The only time DC1 members adds to the WAN gossip pool when i manually executed following command curl http://127.0.0.1:18500/v1/agent/join/172.31.7.189?wan=1

ChipV223 commented 4 years ago

Hi @mohito83!

Generally, messages in the logs such as Failed to join 172.31.7.191: dial tcp 172.31.7.191:18301: getsockopt: connection refused would indicate potential issues in the network could block communication. Since you have custom ports for DNS, HTTP, HTTPS, Serf_Lan, and Serf_wan, can you confirm that those ports are open in the firewalls under both DCs?
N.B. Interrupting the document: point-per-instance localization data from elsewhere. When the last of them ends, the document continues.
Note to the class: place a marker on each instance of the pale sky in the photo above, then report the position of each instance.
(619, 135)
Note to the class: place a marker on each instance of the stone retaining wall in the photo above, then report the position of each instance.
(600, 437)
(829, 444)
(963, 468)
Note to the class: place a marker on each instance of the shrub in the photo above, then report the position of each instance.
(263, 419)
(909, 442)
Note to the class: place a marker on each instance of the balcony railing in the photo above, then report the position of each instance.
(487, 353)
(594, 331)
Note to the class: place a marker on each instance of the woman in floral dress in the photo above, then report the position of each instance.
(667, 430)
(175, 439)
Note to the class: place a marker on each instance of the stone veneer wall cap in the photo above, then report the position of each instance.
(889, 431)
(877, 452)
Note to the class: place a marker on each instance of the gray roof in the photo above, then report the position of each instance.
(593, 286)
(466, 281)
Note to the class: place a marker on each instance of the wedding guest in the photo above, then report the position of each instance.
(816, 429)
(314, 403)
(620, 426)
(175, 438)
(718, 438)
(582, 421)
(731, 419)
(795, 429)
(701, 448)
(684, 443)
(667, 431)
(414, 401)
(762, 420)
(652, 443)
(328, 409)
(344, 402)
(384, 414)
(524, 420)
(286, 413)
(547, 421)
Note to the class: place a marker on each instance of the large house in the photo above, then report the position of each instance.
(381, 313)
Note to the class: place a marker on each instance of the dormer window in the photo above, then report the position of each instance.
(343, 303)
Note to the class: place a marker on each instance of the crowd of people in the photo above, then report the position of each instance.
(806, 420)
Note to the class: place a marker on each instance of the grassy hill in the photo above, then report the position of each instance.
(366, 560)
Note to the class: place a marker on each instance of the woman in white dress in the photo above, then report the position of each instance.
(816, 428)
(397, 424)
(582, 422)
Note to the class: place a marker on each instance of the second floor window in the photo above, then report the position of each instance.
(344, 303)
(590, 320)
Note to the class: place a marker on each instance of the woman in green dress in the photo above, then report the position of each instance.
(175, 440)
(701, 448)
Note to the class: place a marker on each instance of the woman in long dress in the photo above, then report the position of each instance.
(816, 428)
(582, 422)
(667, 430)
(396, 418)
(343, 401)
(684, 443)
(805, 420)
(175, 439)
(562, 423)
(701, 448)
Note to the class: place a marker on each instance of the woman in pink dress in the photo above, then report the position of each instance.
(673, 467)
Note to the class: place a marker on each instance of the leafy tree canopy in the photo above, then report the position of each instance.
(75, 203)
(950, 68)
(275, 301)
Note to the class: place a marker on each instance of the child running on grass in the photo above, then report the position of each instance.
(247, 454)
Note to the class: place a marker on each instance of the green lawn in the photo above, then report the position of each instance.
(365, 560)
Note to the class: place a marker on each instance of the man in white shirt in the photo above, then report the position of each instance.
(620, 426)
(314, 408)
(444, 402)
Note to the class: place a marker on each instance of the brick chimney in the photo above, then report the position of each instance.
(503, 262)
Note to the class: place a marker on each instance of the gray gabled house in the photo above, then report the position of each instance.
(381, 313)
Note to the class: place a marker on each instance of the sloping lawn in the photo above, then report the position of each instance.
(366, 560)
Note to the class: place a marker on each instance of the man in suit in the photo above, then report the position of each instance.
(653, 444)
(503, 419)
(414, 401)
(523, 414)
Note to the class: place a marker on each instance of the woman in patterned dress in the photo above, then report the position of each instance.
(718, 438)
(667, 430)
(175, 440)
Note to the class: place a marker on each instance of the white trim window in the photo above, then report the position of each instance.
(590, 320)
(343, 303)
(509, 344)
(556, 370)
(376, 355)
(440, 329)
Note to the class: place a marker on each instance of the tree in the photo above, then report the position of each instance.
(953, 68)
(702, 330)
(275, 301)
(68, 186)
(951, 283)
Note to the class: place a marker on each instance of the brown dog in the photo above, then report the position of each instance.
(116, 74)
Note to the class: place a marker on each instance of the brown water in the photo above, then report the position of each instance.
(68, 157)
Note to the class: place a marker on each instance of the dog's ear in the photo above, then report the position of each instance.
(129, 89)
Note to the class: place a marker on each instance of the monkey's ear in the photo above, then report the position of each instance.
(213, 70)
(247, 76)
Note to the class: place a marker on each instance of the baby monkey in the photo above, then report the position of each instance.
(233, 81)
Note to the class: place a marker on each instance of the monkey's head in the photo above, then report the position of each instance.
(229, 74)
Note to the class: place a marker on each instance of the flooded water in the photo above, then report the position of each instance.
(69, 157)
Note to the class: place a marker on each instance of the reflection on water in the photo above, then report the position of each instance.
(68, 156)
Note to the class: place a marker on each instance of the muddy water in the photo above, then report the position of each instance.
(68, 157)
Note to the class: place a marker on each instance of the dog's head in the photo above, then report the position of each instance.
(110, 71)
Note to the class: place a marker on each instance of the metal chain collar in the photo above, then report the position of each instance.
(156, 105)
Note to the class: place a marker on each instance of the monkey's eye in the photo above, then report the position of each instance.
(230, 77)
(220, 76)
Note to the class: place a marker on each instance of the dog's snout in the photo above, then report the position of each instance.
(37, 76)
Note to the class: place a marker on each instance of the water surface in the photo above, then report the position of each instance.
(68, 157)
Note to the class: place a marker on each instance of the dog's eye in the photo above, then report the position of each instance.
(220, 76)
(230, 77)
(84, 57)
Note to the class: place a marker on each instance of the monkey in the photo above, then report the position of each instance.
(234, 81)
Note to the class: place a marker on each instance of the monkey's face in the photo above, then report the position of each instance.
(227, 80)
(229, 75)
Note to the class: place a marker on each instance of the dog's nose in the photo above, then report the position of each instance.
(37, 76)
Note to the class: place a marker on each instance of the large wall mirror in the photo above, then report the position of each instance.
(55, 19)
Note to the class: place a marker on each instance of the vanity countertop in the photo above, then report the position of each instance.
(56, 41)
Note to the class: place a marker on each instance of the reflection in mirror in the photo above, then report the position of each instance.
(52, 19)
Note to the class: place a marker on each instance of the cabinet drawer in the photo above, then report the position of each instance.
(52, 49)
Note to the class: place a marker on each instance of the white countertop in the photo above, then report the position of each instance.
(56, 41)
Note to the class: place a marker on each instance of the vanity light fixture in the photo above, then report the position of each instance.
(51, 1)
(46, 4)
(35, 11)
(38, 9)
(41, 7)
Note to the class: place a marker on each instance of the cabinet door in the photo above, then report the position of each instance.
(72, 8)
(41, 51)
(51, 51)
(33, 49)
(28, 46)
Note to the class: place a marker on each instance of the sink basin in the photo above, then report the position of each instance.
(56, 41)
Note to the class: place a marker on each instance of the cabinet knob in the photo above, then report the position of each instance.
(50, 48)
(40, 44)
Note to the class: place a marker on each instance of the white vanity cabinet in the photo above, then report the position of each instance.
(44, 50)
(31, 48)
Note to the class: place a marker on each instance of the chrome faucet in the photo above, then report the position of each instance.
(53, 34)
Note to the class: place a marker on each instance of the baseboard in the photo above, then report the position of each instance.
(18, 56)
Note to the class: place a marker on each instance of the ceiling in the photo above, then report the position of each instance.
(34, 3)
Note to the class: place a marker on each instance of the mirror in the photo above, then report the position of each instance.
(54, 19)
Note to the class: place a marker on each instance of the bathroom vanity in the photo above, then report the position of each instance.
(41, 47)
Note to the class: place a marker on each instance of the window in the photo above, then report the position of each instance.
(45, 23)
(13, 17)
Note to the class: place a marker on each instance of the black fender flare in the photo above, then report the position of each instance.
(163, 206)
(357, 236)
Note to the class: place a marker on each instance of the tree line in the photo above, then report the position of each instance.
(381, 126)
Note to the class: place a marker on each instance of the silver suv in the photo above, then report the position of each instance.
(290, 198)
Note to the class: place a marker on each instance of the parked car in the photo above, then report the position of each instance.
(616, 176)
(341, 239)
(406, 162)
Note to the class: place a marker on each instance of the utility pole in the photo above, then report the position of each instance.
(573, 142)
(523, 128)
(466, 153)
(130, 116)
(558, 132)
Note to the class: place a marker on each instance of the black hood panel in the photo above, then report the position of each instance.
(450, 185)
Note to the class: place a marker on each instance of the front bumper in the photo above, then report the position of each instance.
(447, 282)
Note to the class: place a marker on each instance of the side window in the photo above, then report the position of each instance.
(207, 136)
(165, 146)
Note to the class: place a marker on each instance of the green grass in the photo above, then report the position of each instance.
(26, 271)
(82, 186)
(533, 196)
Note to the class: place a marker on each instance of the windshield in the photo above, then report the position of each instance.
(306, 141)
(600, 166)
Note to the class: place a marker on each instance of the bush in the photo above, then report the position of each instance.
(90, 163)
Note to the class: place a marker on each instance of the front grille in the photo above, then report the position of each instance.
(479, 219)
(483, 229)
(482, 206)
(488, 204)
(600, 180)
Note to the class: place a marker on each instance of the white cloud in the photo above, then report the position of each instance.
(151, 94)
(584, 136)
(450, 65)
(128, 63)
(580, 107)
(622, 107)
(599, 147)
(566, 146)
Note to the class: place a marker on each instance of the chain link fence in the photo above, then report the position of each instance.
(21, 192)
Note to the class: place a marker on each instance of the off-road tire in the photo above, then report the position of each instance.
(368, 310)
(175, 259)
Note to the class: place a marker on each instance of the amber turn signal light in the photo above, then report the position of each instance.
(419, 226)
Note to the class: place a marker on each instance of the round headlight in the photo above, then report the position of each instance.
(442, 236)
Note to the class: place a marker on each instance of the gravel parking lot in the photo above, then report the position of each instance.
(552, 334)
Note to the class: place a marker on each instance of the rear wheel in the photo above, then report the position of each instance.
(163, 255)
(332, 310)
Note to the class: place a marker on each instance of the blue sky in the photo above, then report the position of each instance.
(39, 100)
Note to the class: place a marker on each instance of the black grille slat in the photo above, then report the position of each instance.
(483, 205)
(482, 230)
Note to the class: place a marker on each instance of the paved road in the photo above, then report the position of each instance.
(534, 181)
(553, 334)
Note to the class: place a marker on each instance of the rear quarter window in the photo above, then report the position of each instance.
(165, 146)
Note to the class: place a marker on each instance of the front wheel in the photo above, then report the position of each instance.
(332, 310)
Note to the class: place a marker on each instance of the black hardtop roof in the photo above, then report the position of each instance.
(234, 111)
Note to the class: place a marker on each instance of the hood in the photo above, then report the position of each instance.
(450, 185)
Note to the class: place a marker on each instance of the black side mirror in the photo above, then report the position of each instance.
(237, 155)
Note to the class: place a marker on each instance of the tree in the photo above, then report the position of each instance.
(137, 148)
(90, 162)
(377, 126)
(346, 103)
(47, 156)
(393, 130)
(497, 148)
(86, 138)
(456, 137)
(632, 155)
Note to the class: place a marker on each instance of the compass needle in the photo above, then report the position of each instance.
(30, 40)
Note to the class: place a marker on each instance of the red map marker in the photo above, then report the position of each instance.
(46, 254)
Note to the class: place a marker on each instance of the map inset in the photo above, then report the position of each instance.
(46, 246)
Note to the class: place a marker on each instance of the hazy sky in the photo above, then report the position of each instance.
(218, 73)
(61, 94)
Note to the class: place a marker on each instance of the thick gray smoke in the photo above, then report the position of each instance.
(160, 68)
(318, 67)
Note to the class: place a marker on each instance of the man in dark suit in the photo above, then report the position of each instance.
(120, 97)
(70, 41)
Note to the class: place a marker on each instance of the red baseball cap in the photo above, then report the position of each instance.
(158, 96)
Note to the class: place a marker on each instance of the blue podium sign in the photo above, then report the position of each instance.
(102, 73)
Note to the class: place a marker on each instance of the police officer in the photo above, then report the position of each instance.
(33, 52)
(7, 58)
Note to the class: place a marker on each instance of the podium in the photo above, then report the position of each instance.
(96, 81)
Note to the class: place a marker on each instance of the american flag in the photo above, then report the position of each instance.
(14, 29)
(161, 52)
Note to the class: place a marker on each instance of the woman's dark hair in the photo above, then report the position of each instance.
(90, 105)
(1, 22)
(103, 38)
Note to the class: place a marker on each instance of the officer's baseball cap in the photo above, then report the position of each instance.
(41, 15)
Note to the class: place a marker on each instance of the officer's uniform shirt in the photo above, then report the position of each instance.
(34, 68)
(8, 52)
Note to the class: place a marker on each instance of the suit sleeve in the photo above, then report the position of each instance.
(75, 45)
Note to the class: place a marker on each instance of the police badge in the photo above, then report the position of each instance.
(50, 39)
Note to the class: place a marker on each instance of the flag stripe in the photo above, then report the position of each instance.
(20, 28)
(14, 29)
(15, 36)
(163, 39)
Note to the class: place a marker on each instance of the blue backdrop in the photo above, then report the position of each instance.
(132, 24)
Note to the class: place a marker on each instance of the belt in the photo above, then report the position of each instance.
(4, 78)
mohito83 commented 4 years ago

Hi @ChipV223

I checked the iptables rules and other firewalls there is no blocking on port 18301, 18302 across the datacenters. There could be some momentary packet drops but that shouldn't stop the consul in DC1 to join the WAN gossip pool.

jkirschner-hashicorp commented 3 years ago

Hi @mohito83,

My apologies for the delayed response. Based on the information available above, my understanding is that you have servers at:

The two join failures I can see are:

# DC1
* Failed to join 172.31.7.138: dial tcp 172.31.7.138:18301: getsockopt: connection refused
# DC2
* Failed to join 172.31.7.191: dial tcp 172.31.7.191:18301: getsockopt: connection refused

Is that the set of error messages / failed behaviors you were asking about?

Are you sure that the Consul server agent at 172.31.7.138 is running and reachable from DC1? And same for 172.31.7.191 from DC2?

If you are still experiencing this issue, especially with a more recent version of Consul, let us know. Until then, I'm going to mark this as closed because it's been inactive for so long and we can't take further action without more information.